Em sua fala, ele apresentou à Casa de Leis a Resolução nº 1.805, de 2006, aprovada pelo Conselho Federal de Medicina e confirmada pelo Poder Judiciário, que autoriza a ortotanásia em pacientes terminais.

“Significa que eu posso recusar uma cirurgia que vai me dar mais um mês de UTI, em sofrimento. Posso pedir sedação paliativa para morrer sem sentir dor. Nós temos isso, e as pessoas não sabem”, afirmou.

Um dos pontos defendidos pelo advogado é que grande parte das complicações relacionadas a óbitos de pacientes nessa situação ocorre porque o paciente não foi questionado sobre seus desejos.

“E isso acontece porque ninguém sabia que podia perguntar. Então, aqui vai meu primeiro pedido concreto a esta Casa: que a Câmara promova uma audiência pública e uma campanha de informação sobre ortotanásia, sedação paliativa e testamento vital.”

Velório em vida

Em 2024, o advogado perdeu o pai e, durante o velório, ouviu amigos e familiares relembrarem histórias.
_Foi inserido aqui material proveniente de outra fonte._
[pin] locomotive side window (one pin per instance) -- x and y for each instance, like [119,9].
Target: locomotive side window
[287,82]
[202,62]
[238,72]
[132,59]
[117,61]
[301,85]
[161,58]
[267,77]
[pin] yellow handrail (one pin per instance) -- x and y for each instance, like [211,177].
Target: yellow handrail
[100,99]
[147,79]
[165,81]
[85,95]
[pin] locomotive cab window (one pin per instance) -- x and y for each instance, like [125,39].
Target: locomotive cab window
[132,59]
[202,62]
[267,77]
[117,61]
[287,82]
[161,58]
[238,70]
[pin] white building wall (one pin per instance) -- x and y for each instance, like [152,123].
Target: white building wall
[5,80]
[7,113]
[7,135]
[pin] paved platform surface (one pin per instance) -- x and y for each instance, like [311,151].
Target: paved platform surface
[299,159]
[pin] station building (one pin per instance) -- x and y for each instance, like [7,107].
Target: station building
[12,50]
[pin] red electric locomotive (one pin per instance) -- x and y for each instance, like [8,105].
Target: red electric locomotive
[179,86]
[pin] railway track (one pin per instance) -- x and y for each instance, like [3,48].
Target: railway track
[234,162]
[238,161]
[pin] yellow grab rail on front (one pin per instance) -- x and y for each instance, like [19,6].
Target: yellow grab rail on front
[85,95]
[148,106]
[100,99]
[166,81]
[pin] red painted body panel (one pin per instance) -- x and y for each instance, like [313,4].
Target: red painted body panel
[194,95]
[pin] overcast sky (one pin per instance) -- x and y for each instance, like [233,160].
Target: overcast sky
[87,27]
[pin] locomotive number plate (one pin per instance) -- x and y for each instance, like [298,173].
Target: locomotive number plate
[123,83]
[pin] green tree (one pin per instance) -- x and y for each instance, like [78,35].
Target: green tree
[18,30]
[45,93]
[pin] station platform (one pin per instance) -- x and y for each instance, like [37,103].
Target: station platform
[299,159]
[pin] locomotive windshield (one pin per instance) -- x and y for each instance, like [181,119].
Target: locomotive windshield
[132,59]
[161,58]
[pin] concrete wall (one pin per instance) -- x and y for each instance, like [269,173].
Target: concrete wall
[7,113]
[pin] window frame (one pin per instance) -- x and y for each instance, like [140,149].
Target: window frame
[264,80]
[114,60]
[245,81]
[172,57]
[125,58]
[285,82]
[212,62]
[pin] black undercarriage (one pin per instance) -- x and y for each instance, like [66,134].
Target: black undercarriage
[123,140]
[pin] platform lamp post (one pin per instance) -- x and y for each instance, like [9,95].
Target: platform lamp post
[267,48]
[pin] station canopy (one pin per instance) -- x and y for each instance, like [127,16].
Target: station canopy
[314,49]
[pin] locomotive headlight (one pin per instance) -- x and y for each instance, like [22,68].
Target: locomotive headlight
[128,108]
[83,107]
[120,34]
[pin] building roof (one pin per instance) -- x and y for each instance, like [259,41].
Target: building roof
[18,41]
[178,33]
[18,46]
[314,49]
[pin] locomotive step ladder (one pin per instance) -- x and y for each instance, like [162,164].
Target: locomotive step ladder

Foi nesse momento que passou a refletir sobre a beleza das recordações compartilhadas.

Ao perceber que apenas o pai não estava presente para ouvir aquelas homenagens, Tiago decidiu realizar o próprio velório em vida, marcado para o dia 30 de maio, como forma de confraternizar com amigos e familiares.
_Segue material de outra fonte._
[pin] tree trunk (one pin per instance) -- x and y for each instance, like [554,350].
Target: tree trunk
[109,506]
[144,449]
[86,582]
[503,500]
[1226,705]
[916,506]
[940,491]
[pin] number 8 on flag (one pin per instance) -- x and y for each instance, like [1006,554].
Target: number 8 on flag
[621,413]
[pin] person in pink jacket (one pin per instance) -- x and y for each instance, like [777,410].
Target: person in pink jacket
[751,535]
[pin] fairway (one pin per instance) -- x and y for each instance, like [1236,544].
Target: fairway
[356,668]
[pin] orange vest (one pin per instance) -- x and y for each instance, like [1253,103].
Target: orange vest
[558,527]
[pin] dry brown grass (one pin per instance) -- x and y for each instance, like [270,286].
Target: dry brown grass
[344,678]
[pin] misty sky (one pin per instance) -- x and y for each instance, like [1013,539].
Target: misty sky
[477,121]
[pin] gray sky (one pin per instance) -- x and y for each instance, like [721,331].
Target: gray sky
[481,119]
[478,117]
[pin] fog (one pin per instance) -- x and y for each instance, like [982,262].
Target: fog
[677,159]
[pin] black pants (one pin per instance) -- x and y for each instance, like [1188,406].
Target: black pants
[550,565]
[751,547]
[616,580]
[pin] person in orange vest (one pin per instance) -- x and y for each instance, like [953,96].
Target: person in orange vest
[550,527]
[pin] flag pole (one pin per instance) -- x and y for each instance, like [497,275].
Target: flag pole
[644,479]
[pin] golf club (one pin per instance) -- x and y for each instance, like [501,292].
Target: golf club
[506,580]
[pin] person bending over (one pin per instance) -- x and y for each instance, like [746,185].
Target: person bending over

“Reparei que as pessoas têm muito medo de falar três palavras: câncer, morte e velório. Enquanto a gente não fala essas palavras, elas assombram a gente. Quando a gente fala, elas ficam reais, mais leves e mais fáceis de enfrentar. Eu estou morrendo, não vou descansar. E vou fazer meu velório em vida daqui a 18 dias, no dia 30 de maio.”